14. Three had their right ears cut by the hangman in the prison, the door being barred, and not a friend suffered to be present while it was doing, though some much desired it.

15. One of the inhabitants of Salem, who since is banished upon pain of death, had one half of his house and land seized on while he was in prison, a month before he knew of it.

16. At a General Court in Boston they made an order, that those who had not wherewithal to answer the fines that were laid upon them for their consciences, should be sold for bondmen and bondwomen to Barbadoes, Virginia, or any of the English plantations.

17. Eighteen of the People of God were at several times banished upon pain of death; six of them were their own inhabitants, two of which being very aged people, and well known among their neighbors to be of honest conversation, being banished from their houses and families, and put upon travelling and other hardships, soon ended their days, whose death we can do no less than charge upon the rulers of Boston, they being the occasion of it.

18. Also three of the servants of the Lord they put to death, all of them for obedience to the truth, in the testimony of it, against the wicked rulers and laws at Boston.

19. And since they have banished four more upon pain of death, and twenty-four of the inhabitants of Salem were presented, and more fines called for, and their goods seized on to the value of forty pounds for meeting together in the fear of God, and some for refusing to swear.

These things, O King! from time to time have we patiently suffered, and not for the transgression of any just or righteous law, either pertaining to the Worship of God, or the Civil Government of England, but simply and barely for our consciences to God, of which we can more at large give thee, or whom thou mayst order, a full account (if thou will let us have admission to thee, who are banished upon pain of death, and have had our ears cut, who are some of us in England attending upon thee) both of the causes of our sufferings, and the manner of their disorderly and illegal proceedings against us; they began with immodesty, went on in inhumanity and cruelty, and were not satisfied until they had the blood of three of the martyrs of Jesus: revenge for all which we do not seek, but lay them before thee, considering thou hast been well acquainted with sufferings, and so mayst the better consider them that suffer, and mayst for the future restrain the violence of these rulers of New England, having power in thy hands, they being but the children of the family of which thou art Chief Ruler, who have in divers their proceedings forfeited their Patent, as upon strict inquiry in many particulars will appear.

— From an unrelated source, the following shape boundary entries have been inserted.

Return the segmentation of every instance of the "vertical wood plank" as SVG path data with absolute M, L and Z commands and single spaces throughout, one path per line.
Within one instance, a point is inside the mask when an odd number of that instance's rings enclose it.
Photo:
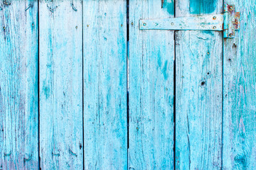
M 176 16 L 221 13 L 221 0 L 176 1 Z M 220 169 L 223 35 L 176 32 L 176 167 Z
M 126 4 L 83 1 L 85 169 L 127 169 Z
M 0 169 L 38 169 L 38 26 L 36 1 L 0 2 Z
M 225 1 L 240 12 L 235 38 L 224 40 L 223 169 L 256 167 L 256 4 Z
M 129 1 L 129 169 L 174 169 L 174 31 L 139 29 L 174 13 L 172 0 Z
M 82 169 L 82 2 L 40 1 L 42 169 Z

And this, O King! we are assured of, that in time to come it will not repent thee, if by a close rebuke thou stoppest the bloody proceedings of these bloody persecutors, for in so doing thou wilt engage the hearts of many honest people unto thee both there and here, and for such works of mercy the blessing is obtained; and showing it is the way to prosper: We are witnesses of these things, who

Besides many long imprisonments, and many cruel whippings, had our ears cut,

JOHN ROUSE,
JOHN COPELAND.

Besides many long imprisonments, divers cruel whippings, with the seizing on our goods, are banished upon pain of death, and some of us do wait here in England, and desire that we may have an order to return in peace to our families,

SAMUEL SHATTOCK,JOSIAH SOUTHICK,
NICHOLAS PHELPS,JOSEPH NICHOLSON,JANE NICHOLSON.